I was shocked how fearful I was. How nervous I was to see if this was something that could help me reset. It seemed like it could have been the perfect thing. If only, my eyes and hands could get it together. The thing for me was that it was really out of my comfort zone. I was going to have to ask someone that knew how to play, to play with me. I was going to have to face my fear that someone was going to see that perhaps I wasn’t very coordinated. That maybe I wasn’t very good at the game. So I put it off, over and over again. I considered taking lessons, but was fearful that there would then be a group of people watching and witnessing my inability to play.

 I realize how crazy that sounds knowing the class was designed for beginners, but it wasn’t crazy enough to change my mind about committing to play. Or at least not for a while. Until one day a dear friend of mine asked if I wanted to try Pickle ball and I said yes…I mean, I said yes after she told me that she had only played a few times herself and that she knew about a court that was often empty and wouldn’t involve playing with another couple. My fear about playing, was quadrupled by the notion that we might also have to play with two other people I didn’t know.

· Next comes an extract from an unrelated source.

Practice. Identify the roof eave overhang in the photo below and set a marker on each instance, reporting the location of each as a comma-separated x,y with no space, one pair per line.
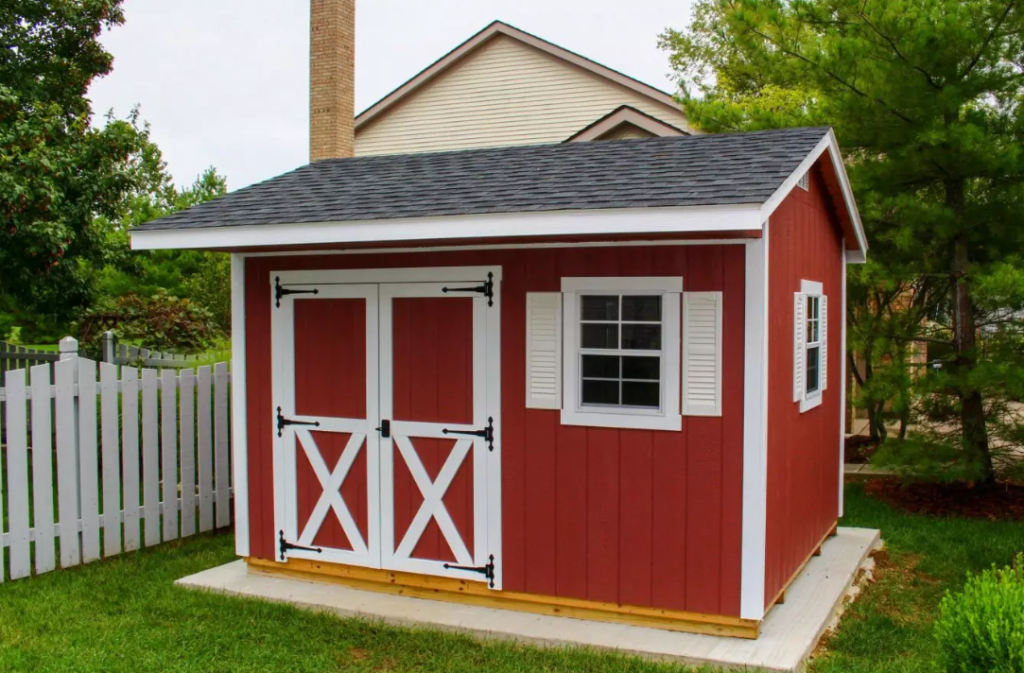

What I also know, though, is that we cannot allow ourselves to constantly be run by irrational fears. I have many fears that I believe are not irrational, and I do give myself grace in those areas, but some fears, like this one, I needed to release. I mean, yes, all my fears could possibly come true, but even then, what might happen? I might realize I’m not good at the game? And then could make a decision to either practice and get better, or try another sport. But that was the worst of what could go wrong?

It did happen to be a perfect spring day, so that was a good start. And this friend of mine, was someone I trusted whole heartedly to be someone that was not going to make jokes at my expense. For someone who craves familiar, she was my girl. Familiar and safe.

It only took a few volleys to realize that this reminded me of another game that I used to be pretty good at. Ping pong. Except that when I played, it was by myself, up against the back board, and thought I was pretty good. In that the only goal was to continue to volley the ball back and forth to myself as many times as possible. Even the clicking sound of the ball sounded familiar. You know how I love familiar. But also, besides reminding me of a childhood game that I really enjoyed, I was astounded at how differently I suddenly felt about myself. Eye-hand coordination – Check! It also made me wonder what I could try out next! How about that for a pep in your step!

Thanks for listening.
And remember, if you change one thing. It can change everything.